Strapontin, écrire pour « sortir des codes académiques » et jouer avec « les mots, la syntaxe et le son »
À la découverte de l’atelier de journalisme de l’ECLA
Le magazine Strapontin, lancé il y a trois ans par Bartholomé Girard, chargé de cours au sein du département Espace des Cultures et Langues d’Ailleurs (ECLA) de l’ENS-PSL, est le fruit du travail de plusieurs étudiants et étudiantes qui y collaborent pour réaliser deux numéros annuels. Immersion dans cet atelier de journalisme, qui s’adresse à tous les élèves désireux de découvrir cet univers.

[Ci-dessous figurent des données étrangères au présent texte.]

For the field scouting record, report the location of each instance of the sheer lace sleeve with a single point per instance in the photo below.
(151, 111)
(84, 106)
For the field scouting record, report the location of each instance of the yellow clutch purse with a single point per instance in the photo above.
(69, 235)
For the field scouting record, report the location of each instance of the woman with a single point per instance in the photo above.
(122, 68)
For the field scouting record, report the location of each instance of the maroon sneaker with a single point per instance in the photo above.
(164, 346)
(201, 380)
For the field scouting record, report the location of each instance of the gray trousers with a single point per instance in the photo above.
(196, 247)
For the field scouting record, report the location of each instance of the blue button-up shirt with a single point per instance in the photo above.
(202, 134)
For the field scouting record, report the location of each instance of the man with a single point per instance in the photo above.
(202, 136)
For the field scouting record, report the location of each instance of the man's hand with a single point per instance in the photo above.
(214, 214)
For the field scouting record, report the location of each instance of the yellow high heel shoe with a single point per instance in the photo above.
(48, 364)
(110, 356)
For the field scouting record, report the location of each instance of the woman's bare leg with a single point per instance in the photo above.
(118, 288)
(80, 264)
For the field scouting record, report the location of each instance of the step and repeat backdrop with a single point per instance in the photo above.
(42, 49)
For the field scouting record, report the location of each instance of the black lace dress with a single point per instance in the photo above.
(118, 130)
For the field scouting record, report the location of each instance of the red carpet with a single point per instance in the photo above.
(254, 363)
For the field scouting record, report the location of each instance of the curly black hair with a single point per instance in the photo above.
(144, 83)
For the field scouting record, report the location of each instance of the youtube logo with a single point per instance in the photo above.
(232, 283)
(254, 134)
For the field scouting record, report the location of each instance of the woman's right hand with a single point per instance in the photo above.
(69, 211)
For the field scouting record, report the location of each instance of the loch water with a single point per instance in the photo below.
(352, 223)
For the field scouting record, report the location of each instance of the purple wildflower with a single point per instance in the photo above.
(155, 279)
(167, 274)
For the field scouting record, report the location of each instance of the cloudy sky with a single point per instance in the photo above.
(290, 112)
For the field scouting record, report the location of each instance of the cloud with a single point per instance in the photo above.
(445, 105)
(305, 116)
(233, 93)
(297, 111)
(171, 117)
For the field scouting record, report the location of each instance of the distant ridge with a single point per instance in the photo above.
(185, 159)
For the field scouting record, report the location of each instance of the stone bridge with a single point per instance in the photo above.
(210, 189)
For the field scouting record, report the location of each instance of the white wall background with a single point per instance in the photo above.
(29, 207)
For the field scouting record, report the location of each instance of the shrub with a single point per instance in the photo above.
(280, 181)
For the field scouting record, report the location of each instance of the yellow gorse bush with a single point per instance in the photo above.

Strapontin, l’occasion pour les élèves de l’ENS-PSL de découvrir le journalisme
En ce début d’année 2023, Bartholomé Girard, chargé de cours au sein du département ECLA de l’ENS-PSL, accueille la quinzaine d’étudiants et d’étudiantes qui s’est inscrite à son atelier de journalisme. Les présentations faites – M. Girard enseigne également la grammaire française (niveau avancé) à l’École –, il prend un petit temps pour échanger avec les participants et participantes réunis autour de la table d’une salle du 45 rue d’Ulm. Immédiatement, les questions fusent. Tous et toutes sont curieux de savoir ce qui les attend. En quoi consisteront ces cours ? Pourront-ils, à leur tour, affuter leurs crayons et noircir leurs cahiers – ou leurs écrans – avec les pages de leurs futurs articles ? M. Girard les rassure : son atelier de journalisme se scinde en deux temps forts, calés sur l’organisation en semestres de l’ENS-PSL. La première période est consacrée à l’apprentissage de l’écriture journalistique. L’opportunité pour les volontaires de découvrir les différents types d’articles – reportages, interviews, critiques, portraits, et de s’y former. La seconde, elle, leur permet de mettre en pratique leurs connaissances fraîchement acquises en participant aux conférences de rédaction du magazine Strapontin.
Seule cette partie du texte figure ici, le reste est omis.